Walmart ranks as the 10th largest, followed by China’s electricity monopoly State Grid at number 14, China National Petroleum at 15 and Chinese oil firm Sinopec Group at 16. Apple ranked 26th behind the 18th-placed Royal Dutch Shell, with Exxon Mobil at 21, Volkswagen at 22 and Toyota at 23. Walmart, the biggest corporate entity in the world, is valued at over $482 billion, which makes it wealthier than Spain, Australia, and the Netherlands, individually.

“The vast wealth and power of corporations is at the heart of so many of the world’s problems – like inequality and climate change,” said Nick Dearden, director of Global Justice Now. “The drive for short-term profits today seems to trump basic human rights for millions of people on the planet. These figures show the problem is getting worse,” he added. “The U.K. government has facilitated this rise in corporate power through tax structures, trade deals, and even aid programs that help big business.” 

"Today, of the 100 wealthiest economic entities in the world, 69 are now corporations and only 31 countries," wrote Global Justice Now campaigns and policy officer Aisha Dodwell. "This is up from 63 to 37 a year ago. At this rate, within a generation we will be living in a world entirely dominated by giant corporations." Dodwell continued: "As multinationals increasingly dominate areas traditionally considered the primary domain of the state, we should be afraid.While they privatize everything from education and health to border controls and prisons, they stash their profits away in secret offshore accounts. And while they have unrivaled access to decision makers they avoid democratic processes by setting up secret courts enabling them to bypass all judicial systems applicable to people. Meanwhile their raison d'etre of perpetual growth in a finite world is causing environmental destruction and driving climate change. From Sports Direct's slave-like working conditions to BP's oil spill devastating people’s homes, stories of corporations violating rights are all too often seen in our daily papers.  Of course, the battle against corporate power has many fronts and the UN treaty is only one part of it," Dodwell observed. "At the same time, we need to continue to develop alternative ways to produce and distribute the goods and services we need. We need to undermine the notion that only massive corporations can make the economy and society 'work.' The alternative is that we continue to rush towards the dystopian vision of unchallenged corporate power," Dodwell wrote. "We cannot allow this to happen. We must fight back."

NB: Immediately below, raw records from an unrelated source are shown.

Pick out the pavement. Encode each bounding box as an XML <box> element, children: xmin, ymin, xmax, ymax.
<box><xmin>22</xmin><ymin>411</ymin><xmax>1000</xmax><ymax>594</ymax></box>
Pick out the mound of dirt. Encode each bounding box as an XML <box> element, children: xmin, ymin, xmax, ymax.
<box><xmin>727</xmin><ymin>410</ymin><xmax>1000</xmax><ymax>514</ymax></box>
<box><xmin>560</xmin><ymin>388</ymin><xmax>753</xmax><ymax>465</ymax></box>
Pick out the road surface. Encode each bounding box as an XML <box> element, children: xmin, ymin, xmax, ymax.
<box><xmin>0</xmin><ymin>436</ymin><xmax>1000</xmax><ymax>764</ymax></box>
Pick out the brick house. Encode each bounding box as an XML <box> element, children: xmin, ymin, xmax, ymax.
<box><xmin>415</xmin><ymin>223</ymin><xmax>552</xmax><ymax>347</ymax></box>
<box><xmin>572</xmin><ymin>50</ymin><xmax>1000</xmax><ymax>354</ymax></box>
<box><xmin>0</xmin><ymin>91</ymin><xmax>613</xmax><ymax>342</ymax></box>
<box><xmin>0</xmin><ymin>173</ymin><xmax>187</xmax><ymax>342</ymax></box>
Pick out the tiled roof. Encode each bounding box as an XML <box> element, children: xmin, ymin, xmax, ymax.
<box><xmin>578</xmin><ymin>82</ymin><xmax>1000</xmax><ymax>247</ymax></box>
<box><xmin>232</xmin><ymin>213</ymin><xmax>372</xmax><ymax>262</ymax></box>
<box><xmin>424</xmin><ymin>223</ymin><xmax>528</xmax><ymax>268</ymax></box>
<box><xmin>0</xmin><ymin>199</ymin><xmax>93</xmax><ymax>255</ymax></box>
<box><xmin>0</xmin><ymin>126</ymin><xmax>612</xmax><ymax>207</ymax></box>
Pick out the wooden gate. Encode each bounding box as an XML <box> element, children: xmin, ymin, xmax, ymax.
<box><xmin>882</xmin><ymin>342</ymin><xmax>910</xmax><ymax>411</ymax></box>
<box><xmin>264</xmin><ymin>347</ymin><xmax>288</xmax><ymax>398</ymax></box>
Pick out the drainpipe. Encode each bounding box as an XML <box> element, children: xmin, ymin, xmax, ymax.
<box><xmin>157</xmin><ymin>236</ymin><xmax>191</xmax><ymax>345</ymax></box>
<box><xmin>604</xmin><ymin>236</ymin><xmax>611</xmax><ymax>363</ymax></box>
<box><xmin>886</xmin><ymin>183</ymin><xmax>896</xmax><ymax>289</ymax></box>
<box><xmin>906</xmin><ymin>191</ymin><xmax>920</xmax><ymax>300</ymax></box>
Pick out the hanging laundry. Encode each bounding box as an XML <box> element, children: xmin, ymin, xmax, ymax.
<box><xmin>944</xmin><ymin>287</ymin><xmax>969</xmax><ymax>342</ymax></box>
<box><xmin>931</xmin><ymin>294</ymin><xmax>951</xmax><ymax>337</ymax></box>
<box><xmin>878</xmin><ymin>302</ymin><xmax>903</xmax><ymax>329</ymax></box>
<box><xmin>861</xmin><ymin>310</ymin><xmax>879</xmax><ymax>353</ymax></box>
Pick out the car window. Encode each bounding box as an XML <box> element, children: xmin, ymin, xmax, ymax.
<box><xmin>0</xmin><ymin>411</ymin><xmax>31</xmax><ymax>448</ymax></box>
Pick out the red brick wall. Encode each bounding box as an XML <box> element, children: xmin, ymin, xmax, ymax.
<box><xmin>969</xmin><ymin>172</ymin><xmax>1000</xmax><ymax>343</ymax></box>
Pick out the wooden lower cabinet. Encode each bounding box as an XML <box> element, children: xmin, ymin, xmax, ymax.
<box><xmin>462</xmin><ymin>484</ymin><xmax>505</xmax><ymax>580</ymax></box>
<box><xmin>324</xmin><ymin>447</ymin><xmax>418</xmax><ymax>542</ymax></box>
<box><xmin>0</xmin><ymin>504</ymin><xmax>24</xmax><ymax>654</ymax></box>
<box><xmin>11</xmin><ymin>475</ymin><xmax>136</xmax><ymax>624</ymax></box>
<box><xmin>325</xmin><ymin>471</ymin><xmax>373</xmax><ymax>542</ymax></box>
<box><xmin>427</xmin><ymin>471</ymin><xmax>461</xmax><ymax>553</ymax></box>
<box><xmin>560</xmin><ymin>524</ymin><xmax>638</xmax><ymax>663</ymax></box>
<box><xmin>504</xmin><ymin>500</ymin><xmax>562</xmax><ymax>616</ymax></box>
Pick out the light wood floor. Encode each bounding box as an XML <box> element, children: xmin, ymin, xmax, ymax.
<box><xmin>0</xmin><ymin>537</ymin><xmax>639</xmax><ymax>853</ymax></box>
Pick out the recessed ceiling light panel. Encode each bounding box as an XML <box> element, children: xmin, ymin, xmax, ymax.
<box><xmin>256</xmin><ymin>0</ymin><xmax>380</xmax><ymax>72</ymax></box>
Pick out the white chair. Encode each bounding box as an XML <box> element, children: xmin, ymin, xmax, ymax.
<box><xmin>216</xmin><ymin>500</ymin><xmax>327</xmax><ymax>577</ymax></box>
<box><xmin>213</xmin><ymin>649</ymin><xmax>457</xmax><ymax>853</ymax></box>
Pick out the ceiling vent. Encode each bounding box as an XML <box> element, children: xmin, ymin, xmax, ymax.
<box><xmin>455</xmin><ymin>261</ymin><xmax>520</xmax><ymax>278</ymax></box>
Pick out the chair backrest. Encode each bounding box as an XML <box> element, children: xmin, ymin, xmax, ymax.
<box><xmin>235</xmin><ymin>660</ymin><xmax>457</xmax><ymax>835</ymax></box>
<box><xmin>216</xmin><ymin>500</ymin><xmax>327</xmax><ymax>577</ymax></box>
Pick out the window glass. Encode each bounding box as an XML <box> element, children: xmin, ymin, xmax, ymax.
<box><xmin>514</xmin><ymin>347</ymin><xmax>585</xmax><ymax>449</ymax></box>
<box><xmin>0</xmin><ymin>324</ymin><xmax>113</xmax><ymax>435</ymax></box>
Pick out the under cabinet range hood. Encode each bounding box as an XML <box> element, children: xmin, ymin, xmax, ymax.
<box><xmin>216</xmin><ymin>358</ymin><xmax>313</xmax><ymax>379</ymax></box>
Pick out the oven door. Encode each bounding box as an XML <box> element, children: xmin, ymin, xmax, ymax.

Fact: There are 540 billionaires in the United States with a combined wealth of $2.4 trillion. The wealthiest 1/10th of one percent hold about $20 trillion or a mind-boggling 22% of total U.S. personal wealth (up from 7% in 1980).....minimum net worth of about $25 million and average net worth of about $125 million. A 2% annual tax on this wealth would raise about $400 billion in year one and, if their wealth continues to grow at 6% compounded annually as it has done since 1980, about $12 trillion over the next 20 years.

Where did all this "wealth" come from? What are the legal and social roots of this "ownership"? Capiltalism seeks to place a monetary value on everything. By recognizing the full range of social, and relational value of our thoughts and actions, not just economic, we realize that wealth has a much broader meaning and we can break away from the mentality of corporate control. Somewhere in the  future workers will work for the necessities ( like shelter, food and security) instead of for wages. From the very onset of capitalism, the elite ruling class (originally the propertied class) have always stolen the profits that were, and continue to be, produced by labor (physical and mental.) Without labor, the factories, supermarkets, financial institutions, telecommunications, transportation, distribution, retail and all other types of profit-producing enterprises come to a halt ... a dead halt! Capital, without labor, produces nothing!  A massive amount of education needs to take place before there will be enough people, commitment and power to overturn capitalism.